真白は居住まいを正して蔦に向き直り、真剣な表情で口を開いた。
「……お蔦。俺の言い方が悪かった。俺には、お前だけだ」
不意を突かれように目を大きくした蔦は、それを誤魔化すようについ、と指先で襟足の髪を撫でつける。
「お公家さんはそんな助言もしてくれるんだね」
「え」
「今、言う前にお公家さんの方を見てたろ。気付いてないとお思いかい」
ちら、と目を向ける蔦に、きまり悪く目を泳がせる。その様子に小さく吹き出した蔦は「ま、いいよ」と笑った。

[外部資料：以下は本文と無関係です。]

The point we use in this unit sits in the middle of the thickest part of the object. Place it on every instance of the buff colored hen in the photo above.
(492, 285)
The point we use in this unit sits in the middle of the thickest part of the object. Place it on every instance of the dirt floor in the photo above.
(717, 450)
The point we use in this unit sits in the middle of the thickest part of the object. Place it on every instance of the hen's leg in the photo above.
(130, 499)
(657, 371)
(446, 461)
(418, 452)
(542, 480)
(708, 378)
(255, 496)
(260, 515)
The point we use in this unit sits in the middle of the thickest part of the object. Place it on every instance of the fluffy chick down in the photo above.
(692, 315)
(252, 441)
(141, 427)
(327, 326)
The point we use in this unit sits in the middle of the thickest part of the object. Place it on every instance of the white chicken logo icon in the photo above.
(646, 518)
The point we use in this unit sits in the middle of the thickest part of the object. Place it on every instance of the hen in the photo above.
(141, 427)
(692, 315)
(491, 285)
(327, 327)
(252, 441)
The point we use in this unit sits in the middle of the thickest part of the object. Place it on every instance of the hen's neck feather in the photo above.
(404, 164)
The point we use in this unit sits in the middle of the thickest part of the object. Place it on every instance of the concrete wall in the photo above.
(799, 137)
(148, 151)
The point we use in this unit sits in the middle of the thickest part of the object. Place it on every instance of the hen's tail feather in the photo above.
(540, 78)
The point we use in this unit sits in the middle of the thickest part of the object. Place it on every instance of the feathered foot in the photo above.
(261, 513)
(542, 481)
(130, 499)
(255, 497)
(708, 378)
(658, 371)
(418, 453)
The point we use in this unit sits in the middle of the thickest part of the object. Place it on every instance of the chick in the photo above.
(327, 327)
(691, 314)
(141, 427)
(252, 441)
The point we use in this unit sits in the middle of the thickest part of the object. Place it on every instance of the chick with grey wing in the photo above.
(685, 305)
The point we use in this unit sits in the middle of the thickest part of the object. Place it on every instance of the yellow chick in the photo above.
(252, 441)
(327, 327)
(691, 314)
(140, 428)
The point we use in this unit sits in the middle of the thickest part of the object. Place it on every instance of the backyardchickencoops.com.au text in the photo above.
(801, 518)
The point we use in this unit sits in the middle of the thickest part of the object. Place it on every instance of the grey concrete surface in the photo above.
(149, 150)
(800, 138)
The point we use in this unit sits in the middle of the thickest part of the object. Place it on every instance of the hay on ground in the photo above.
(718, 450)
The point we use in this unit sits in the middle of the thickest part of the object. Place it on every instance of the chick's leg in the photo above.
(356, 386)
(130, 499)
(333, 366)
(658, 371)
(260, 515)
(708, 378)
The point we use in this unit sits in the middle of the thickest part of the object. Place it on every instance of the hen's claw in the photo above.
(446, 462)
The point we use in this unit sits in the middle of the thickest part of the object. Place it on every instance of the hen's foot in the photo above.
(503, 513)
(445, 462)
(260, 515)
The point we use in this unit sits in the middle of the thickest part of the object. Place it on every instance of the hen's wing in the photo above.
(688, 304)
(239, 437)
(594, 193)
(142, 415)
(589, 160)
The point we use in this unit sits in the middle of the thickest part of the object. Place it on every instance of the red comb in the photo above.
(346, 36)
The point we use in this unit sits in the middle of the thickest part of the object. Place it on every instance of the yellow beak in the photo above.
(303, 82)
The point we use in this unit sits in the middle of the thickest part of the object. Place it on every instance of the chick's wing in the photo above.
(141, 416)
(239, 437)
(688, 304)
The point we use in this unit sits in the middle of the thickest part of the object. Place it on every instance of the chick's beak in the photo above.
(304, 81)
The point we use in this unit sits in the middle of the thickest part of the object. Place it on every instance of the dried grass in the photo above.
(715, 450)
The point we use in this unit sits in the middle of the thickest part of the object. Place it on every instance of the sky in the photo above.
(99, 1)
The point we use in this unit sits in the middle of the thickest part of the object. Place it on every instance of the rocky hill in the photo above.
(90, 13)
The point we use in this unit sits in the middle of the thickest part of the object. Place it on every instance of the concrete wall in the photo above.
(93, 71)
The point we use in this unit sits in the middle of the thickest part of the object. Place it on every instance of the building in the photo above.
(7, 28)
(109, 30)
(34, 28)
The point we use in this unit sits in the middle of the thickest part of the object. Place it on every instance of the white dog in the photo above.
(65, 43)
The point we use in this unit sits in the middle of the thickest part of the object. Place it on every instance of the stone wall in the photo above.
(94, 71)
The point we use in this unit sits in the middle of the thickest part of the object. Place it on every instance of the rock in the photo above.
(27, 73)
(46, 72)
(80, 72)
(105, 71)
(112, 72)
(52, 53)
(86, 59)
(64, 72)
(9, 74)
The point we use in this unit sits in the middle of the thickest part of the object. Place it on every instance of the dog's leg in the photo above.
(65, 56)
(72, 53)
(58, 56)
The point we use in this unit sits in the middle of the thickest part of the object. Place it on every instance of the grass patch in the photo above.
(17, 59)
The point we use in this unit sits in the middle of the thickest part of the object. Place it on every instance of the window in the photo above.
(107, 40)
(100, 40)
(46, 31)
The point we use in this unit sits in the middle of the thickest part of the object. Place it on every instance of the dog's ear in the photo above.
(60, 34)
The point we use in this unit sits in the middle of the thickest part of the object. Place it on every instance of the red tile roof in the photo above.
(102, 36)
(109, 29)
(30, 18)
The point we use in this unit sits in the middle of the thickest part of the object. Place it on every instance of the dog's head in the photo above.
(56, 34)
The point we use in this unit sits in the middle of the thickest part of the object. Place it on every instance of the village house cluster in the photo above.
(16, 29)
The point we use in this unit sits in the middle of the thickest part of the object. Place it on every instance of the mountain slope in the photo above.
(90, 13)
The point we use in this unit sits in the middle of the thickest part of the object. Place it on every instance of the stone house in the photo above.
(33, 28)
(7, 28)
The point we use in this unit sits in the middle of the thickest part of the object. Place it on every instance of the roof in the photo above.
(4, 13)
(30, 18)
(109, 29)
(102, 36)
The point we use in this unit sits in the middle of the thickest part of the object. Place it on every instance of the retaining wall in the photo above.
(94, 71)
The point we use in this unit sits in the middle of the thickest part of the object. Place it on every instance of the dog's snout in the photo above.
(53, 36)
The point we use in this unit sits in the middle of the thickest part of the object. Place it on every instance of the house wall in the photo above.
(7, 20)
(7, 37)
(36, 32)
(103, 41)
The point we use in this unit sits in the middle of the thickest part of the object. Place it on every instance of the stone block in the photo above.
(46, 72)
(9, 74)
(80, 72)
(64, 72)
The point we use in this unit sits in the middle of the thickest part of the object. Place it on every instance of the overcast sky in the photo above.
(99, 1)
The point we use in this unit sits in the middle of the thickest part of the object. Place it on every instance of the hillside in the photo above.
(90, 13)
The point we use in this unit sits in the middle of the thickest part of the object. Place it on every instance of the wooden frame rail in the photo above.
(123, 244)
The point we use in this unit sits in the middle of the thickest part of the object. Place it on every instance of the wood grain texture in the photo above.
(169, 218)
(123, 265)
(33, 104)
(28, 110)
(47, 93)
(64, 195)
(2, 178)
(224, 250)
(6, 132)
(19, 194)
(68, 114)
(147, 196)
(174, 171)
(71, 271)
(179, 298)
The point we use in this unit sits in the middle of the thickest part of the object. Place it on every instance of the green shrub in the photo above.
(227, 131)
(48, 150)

「お公家さんの入れ知恵にしろ、意外な言葉が聞けたしね」
そう言って、にやりと口の端を引き上げる蔦に、真白は大きく息を吐いた。
「怨霊だのなんだのってのは、あたしには分からないけど、無茶だけはしないでおくれよ」
「おう、分かってる」
鷹揚に頷く真白に微笑んで、蔦は實親の方へと向き直る。
「ちょいと落ち着きのないおっちょこちょいだけど、真白のこと、どうぞよろしくお頼もうします」
畳に手をついて、深々と頭を下げる。
實親は目を瞬かせてから、目を細めて微笑んだ。
『しかと、請け負った』
蔦が頭を上げて、窺うように真白を見る。それに頷いてやると、ほっとしたように頬を緩める。
「それで、ものは相談なんだがな」
顎を撫でながらそれとなく切り出す真白を、蔦がきょとんと見返す。
「お前とこうやって所帯を持つ前は、お公家さんと晩酌をしてたんだ」
「へえ。お公家さんは飲めるのかい」
目を丸くして言った蔦に頷いて、首を傾げる。
「実際に減るわけじゃねえが、お供えみたいなもんだな」
「お供え」
「でも、味もわかるし、なんて言うか……男同士の、な?」
「な? ってなんだい」
呆れたように半眼になる蔦だったが、「分かったよ」と頷いた。
「お公家さんと飲みたいってんだろ。構いやしないよ。まあ、ほどほどにね」
そう言ってから肩越しに實親の座る暗がりを見やって笑う。
「事情を知らなきゃ、薄気味悪いもんねえ」
「一人で二人分の酒を並べて飲んで喋ってんだからなあ」
真白がおどけたように言うと、蔦と二人で目を合わせて笑った。
「あたしは先に上で休んでるから、男同士で好きにおやりよ」
じゃあね、と欠伸を噛み殺しながら梯子段を上がっていくのを見送って、真白は實親に目をやる。